L'opposition demande l'envoi urgent d'une mission indépendante d'évaluation des données présentées par la CNE, censées être dépourvues de la présence de partis politiques d'opposition, avec des divergences dans les chiffres de votants et d'inscrits, et avec l'exclusion de citoyens guinéens de la diaspora.

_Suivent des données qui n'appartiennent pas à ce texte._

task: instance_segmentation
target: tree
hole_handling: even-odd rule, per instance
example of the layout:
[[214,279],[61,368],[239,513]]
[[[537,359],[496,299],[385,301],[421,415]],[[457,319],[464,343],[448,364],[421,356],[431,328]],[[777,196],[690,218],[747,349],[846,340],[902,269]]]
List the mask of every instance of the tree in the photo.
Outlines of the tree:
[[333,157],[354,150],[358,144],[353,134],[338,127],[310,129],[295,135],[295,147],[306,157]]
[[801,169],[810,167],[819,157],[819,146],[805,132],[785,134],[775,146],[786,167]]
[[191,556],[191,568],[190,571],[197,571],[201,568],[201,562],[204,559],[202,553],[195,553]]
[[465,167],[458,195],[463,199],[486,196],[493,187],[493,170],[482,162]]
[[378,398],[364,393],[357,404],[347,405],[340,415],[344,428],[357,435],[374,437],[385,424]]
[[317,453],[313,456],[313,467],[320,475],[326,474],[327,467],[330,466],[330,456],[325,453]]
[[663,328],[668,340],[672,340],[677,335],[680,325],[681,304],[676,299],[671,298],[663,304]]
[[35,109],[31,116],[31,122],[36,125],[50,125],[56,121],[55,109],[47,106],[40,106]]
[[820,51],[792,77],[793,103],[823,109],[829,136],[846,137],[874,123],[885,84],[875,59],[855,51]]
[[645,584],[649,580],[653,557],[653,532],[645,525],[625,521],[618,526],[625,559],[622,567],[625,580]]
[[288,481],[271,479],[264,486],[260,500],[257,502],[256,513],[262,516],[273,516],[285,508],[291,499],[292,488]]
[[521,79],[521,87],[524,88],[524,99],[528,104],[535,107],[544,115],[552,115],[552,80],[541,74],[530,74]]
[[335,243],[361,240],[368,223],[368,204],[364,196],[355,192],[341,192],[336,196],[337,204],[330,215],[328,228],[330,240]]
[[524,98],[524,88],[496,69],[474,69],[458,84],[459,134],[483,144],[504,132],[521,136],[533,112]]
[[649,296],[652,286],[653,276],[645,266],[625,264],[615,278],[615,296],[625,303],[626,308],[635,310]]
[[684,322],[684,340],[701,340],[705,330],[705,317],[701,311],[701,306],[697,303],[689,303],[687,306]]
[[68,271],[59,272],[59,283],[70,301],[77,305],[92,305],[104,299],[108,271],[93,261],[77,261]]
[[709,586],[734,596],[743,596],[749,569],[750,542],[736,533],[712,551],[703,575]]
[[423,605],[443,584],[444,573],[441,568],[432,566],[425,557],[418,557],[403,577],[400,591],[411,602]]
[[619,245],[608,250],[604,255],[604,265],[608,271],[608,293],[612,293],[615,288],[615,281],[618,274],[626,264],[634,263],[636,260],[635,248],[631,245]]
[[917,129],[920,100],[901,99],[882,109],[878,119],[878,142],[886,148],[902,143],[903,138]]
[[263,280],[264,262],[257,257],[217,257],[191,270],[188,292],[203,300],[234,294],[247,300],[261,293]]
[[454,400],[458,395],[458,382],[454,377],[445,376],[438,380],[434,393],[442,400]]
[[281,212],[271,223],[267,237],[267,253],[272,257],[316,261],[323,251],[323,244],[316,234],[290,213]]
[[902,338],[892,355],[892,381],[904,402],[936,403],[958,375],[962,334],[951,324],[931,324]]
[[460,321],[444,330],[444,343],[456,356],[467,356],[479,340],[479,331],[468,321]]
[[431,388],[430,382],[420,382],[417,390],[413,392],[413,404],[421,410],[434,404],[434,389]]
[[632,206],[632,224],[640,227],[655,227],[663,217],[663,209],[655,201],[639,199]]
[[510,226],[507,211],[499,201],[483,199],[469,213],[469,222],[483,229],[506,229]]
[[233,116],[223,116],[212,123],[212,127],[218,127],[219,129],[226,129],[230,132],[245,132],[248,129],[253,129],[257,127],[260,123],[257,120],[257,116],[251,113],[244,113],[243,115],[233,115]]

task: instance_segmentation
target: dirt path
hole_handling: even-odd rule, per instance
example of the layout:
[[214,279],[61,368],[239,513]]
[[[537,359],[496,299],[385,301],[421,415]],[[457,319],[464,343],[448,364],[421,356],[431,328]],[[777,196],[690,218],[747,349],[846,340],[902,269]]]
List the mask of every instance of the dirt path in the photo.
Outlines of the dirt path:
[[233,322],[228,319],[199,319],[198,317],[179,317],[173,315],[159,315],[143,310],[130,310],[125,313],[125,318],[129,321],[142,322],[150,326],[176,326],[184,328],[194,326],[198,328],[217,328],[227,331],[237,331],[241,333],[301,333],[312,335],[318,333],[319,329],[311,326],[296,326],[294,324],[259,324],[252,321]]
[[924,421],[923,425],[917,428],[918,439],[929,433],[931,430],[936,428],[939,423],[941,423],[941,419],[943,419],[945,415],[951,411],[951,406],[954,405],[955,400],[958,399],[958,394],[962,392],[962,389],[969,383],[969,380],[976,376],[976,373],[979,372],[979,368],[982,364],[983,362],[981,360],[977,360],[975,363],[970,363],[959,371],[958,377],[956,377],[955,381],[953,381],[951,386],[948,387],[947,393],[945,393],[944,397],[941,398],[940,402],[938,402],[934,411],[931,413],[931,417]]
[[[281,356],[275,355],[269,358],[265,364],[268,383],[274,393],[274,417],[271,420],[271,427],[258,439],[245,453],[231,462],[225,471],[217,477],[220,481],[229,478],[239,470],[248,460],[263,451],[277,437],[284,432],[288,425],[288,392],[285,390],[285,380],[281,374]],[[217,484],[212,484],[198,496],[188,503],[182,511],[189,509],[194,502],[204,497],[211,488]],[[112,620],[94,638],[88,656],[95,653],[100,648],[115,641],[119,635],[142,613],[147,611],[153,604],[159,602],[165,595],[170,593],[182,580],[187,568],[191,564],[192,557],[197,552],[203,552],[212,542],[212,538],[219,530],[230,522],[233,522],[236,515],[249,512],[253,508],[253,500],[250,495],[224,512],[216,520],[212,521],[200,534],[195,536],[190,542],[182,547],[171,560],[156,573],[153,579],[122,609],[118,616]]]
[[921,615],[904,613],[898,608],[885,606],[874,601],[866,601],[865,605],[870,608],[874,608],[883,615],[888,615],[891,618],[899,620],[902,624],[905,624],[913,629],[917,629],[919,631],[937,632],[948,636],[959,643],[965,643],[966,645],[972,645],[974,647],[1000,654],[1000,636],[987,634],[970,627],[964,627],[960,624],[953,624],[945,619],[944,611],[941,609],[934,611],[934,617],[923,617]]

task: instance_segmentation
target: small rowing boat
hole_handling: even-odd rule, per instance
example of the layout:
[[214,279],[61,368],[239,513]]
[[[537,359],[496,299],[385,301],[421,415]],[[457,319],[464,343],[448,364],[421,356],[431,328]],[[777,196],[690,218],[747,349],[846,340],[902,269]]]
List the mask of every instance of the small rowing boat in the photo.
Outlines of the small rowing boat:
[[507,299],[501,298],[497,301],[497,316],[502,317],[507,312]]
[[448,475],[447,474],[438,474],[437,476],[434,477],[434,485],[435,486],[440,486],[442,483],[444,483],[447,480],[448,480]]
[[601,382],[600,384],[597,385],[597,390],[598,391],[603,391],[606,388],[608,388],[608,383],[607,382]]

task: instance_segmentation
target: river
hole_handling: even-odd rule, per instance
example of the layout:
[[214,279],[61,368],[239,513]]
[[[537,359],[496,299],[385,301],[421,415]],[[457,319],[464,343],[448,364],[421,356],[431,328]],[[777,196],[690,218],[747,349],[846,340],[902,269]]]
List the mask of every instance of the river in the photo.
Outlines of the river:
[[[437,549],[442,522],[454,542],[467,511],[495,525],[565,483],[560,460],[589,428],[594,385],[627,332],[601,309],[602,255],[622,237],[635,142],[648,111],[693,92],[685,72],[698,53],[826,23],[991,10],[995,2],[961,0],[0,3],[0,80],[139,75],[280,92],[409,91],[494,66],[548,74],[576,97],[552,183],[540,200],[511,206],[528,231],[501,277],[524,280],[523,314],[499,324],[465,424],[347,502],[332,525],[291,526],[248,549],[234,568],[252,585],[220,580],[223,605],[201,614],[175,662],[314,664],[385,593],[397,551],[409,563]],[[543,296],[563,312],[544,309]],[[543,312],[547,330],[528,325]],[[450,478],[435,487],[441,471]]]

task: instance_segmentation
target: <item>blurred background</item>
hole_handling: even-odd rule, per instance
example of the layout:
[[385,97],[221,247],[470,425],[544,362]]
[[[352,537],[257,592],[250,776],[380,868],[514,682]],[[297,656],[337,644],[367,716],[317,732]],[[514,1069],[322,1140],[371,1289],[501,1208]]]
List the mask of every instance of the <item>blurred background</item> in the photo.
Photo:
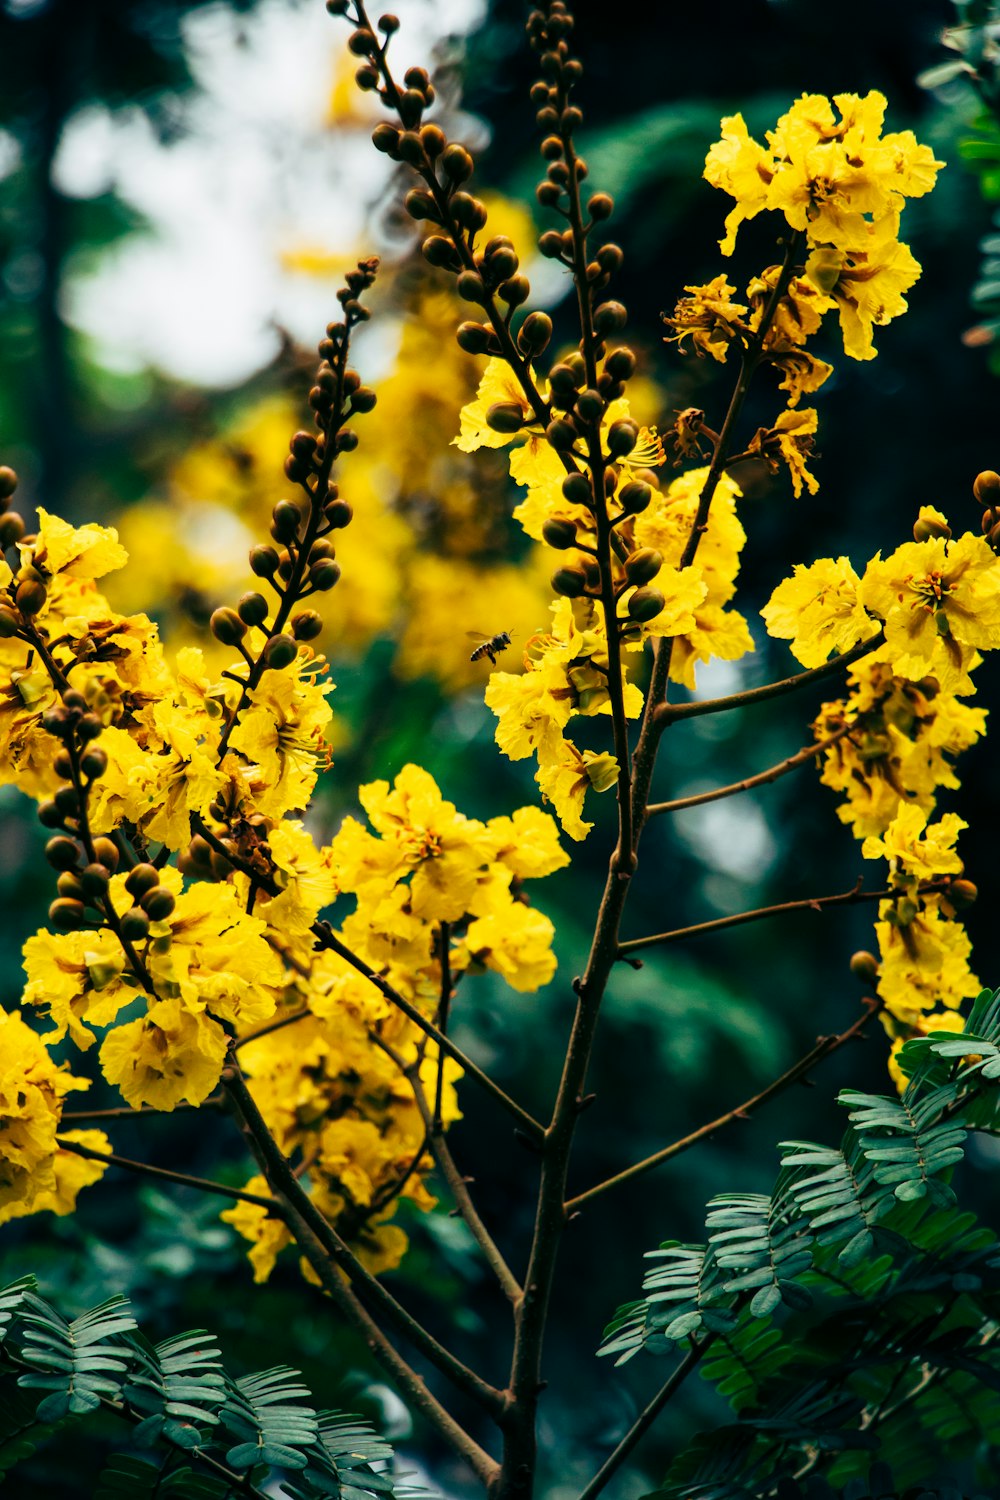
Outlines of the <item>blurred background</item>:
[[[434,59],[446,128],[479,154],[491,230],[514,238],[534,305],[551,311],[557,343],[568,343],[566,282],[530,249],[548,225],[534,217],[525,7],[398,0],[397,9],[400,67]],[[641,359],[640,420],[668,425],[695,405],[711,422],[728,399],[732,374],[679,359],[659,325],[685,284],[723,269],[716,242],[726,200],[701,180],[721,115],[742,110],[760,135],[803,91],[877,88],[889,98],[890,127],[913,128],[948,163],[935,192],[904,219],[903,237],[924,268],[909,314],[881,331],[871,363],[837,358],[831,340],[836,373],[816,401],[819,494],[794,501],[783,475],[746,483],[741,608],[759,650],[699,678],[700,692],[729,692],[794,669],[756,618],[793,562],[847,553],[863,566],[909,535],[921,504],[944,510],[956,530],[978,524],[972,480],[1000,468],[992,371],[1000,361],[989,320],[997,278],[980,248],[991,197],[1000,196],[996,129],[980,118],[973,90],[942,69],[952,55],[942,33],[957,18],[946,0],[883,0],[851,24],[812,0],[635,0],[620,13],[578,0],[575,10],[586,69],[581,145],[593,186],[618,204],[612,227],[626,266],[617,294]],[[353,87],[346,35],[320,0],[6,0],[0,9],[0,460],[18,469],[28,500],[119,527],[134,567],[112,597],[151,613],[171,643],[201,639],[212,609],[248,586],[246,551],[282,493],[288,435],[308,415],[312,351],[335,315],[336,288],[359,256],[384,258],[376,315],[357,343],[362,377],[380,401],[343,466],[342,493],[357,520],[339,554],[343,581],[322,596],[322,645],[338,684],[335,764],[318,799],[323,838],[355,808],[359,782],[392,777],[410,759],[473,816],[536,800],[533,763],[511,764],[495,749],[483,664],[470,667],[465,631],[514,632],[507,666],[517,637],[544,625],[550,597],[549,568],[510,519],[518,497],[504,454],[468,457],[449,446],[477,364],[451,338],[461,305],[416,249],[395,169],[371,148],[377,113]],[[978,149],[963,145],[970,139]],[[741,234],[732,279],[745,284],[771,259],[758,222]],[[747,435],[774,410],[762,388]],[[995,701],[1000,668],[987,660],[978,682],[980,701]],[[729,782],[790,755],[807,742],[820,701],[804,694],[677,727],[655,795]],[[962,851],[981,895],[968,925],[977,972],[996,985],[1000,782],[992,768],[981,744],[963,763],[961,792],[943,805],[971,825]],[[806,769],[657,820],[643,844],[628,935],[848,889],[859,853],[835,807]],[[572,867],[536,897],[560,934],[555,982],[519,996],[487,977],[457,1008],[462,1045],[537,1113],[551,1097],[569,979],[586,953],[612,838],[611,799],[596,812],[598,827],[574,848]],[[44,920],[50,872],[33,808],[5,788],[0,814],[0,998],[12,1008],[20,948]],[[654,949],[641,970],[616,974],[577,1190],[754,1093],[818,1032],[848,1025],[861,996],[848,959],[874,946],[872,916],[864,907],[796,914]],[[663,1378],[651,1362],[619,1374],[594,1358],[615,1307],[638,1293],[642,1252],[668,1237],[701,1238],[713,1193],[767,1190],[777,1141],[839,1138],[837,1087],[849,1080],[884,1090],[886,1054],[872,1028],[867,1042],[817,1070],[817,1087],[783,1095],[581,1216],[565,1246],[547,1354],[546,1500],[579,1491]],[[92,1102],[103,1102],[99,1084]],[[459,1162],[518,1265],[534,1158],[469,1089],[463,1106]],[[123,1125],[115,1141],[125,1155],[183,1161],[202,1175],[240,1180],[245,1167],[235,1140],[217,1142],[188,1116],[162,1128]],[[997,1165],[988,1145],[973,1148],[965,1189],[980,1202],[995,1197]],[[502,1379],[506,1307],[462,1227],[446,1214],[412,1214],[406,1227],[413,1248],[393,1276],[400,1295],[437,1328],[446,1302],[458,1352]],[[232,1368],[301,1368],[324,1402],[372,1415],[404,1467],[439,1492],[470,1493],[434,1435],[411,1425],[364,1351],[304,1291],[293,1260],[266,1288],[251,1286],[211,1203],[111,1174],[70,1220],[4,1227],[0,1274],[27,1270],[67,1313],[124,1291],[151,1334],[204,1324],[218,1330]],[[716,1415],[708,1388],[691,1381],[614,1493],[648,1490],[678,1441]],[[96,1472],[104,1441],[99,1428],[74,1432],[65,1448],[18,1471],[20,1483],[82,1493],[75,1476]]]

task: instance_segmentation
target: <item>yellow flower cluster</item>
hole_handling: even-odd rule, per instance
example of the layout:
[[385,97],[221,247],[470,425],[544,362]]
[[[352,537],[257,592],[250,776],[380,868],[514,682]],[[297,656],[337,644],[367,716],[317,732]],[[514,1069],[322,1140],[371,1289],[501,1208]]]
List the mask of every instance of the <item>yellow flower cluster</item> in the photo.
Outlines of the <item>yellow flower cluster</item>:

Le médiateur de l'Union Africaine pour la crise en Guiné-Bissau, Patrice Trovoada, se trouve à Bissau pour des contacts avec les autorités civiles et militaires qui dirigent la transition politique. Après avoir été reçu par le Président de transition, le général Horta Inta-a, Trovoada a déclaré que le processus devrait évoluer dans le respect des engagements pris, soulignant l'importance de la nouvelle Constitution approuvée lors du référendum et indiquant les prochaines élections présidentielles comme étape suivante.
Les militaires guinéens ont protagonisé un coup d'État le 26 novembre 2025, un jour avant la publication des résultats des élections législatives et présidentielles, écartant l'ancien Président élu Umaro Sissoco Embaló et avançant avec une nouvelle Constitution qui renforce les pouvoirs du chef de l'État. L'opposition a considéré qu'il s'agissait d'un coup d'État mis en scène pour permettre le retour de Sissoco Embaló au pouvoir par le biais de nouvelles élections prévues pour le 06 décembre.